By health-newswire.com reporters

 A team of international experts is to depart for Iraq next week to pave the way for research into possible links between increased cancer rates and the use of depleted uranium (DU) shells during the Gulf War.

 The Iraqi government has requested the study because it believes that armour-piercing DU ammunition fired by Allied Forces in 1991 has led to an increase in leukaemia and other cancers among its population. The Iraqi health  ministry says that cancer rates doubled between 1989 and 1997.

 On Monday ((27/08/01) the group of experts from the World Health Organization (WHO) will fly to Baghdad for three days to complete proposals for a research programme. The study will investigate whether cancer rates have in fact increased and, if so, what environmental or other risk factors may be responsible.

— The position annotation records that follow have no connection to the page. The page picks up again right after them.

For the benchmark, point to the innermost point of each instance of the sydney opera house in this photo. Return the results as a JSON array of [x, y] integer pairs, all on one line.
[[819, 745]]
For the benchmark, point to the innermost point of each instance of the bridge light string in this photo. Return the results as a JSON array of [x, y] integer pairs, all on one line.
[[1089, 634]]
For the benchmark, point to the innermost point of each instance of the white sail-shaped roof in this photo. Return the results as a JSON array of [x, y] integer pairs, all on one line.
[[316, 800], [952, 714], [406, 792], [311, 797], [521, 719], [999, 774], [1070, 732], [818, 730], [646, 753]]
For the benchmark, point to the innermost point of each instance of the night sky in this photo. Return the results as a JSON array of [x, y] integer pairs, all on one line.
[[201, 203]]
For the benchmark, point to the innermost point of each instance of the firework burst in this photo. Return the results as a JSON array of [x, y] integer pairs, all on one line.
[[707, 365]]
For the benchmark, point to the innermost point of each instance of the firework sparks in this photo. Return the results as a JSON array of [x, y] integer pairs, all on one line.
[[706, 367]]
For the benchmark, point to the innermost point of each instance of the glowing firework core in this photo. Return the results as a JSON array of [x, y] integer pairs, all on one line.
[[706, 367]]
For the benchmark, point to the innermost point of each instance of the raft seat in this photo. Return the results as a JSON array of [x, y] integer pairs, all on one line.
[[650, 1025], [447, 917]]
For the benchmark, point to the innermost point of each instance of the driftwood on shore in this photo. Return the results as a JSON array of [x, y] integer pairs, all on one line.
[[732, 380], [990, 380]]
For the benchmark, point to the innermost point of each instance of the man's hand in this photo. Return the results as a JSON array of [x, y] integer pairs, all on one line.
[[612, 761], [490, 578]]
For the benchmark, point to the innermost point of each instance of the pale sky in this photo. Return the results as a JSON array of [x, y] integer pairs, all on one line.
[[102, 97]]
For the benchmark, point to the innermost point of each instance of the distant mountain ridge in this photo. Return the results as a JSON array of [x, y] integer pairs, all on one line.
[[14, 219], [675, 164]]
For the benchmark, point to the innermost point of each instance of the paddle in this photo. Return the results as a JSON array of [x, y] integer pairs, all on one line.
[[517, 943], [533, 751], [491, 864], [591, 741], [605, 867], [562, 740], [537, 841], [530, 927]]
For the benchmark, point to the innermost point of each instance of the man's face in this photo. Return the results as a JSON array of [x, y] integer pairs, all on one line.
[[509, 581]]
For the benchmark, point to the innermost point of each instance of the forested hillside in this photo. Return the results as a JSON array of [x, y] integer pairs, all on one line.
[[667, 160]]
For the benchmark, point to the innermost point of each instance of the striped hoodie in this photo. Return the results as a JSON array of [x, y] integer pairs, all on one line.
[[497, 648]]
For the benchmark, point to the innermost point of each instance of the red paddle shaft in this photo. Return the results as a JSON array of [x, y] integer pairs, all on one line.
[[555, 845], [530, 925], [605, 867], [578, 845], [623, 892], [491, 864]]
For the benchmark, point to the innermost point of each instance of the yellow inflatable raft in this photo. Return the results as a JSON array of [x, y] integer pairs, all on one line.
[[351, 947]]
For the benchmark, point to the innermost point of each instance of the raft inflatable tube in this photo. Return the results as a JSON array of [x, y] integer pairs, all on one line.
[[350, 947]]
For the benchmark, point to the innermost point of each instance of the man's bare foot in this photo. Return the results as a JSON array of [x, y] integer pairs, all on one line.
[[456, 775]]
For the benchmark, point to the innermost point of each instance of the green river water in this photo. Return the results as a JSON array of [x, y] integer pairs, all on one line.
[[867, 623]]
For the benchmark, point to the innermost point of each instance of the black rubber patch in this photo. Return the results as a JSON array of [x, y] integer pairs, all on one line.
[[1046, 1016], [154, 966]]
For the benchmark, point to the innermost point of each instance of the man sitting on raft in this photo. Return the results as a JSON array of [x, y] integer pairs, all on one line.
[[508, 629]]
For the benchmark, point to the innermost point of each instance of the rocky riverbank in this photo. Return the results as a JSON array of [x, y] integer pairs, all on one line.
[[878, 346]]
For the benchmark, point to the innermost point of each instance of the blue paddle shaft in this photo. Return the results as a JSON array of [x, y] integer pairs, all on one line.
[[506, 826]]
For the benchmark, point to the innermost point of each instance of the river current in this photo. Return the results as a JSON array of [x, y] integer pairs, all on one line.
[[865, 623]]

 The eight-member team will be led by Dr Abdelaziz Salah, WHO deputy regional director for the Eastern Mediterranean. His colleagues include experts in cancer epidemiology, occupational and environmental health, and other non-communicable diseases such as renal disease.

 The US and UK military have continuously denied a link between DU munitions and cancer, despite claims by NATO peacekeepers serving in the Balkans that they too have contracted the disease as a result of coming into contact with the radioactive shells.

 However, the UK Ministry of Defence has bowed to pressure from the Royal Society and is currently drawing up a programme for screening war veterans for exposure to uranium.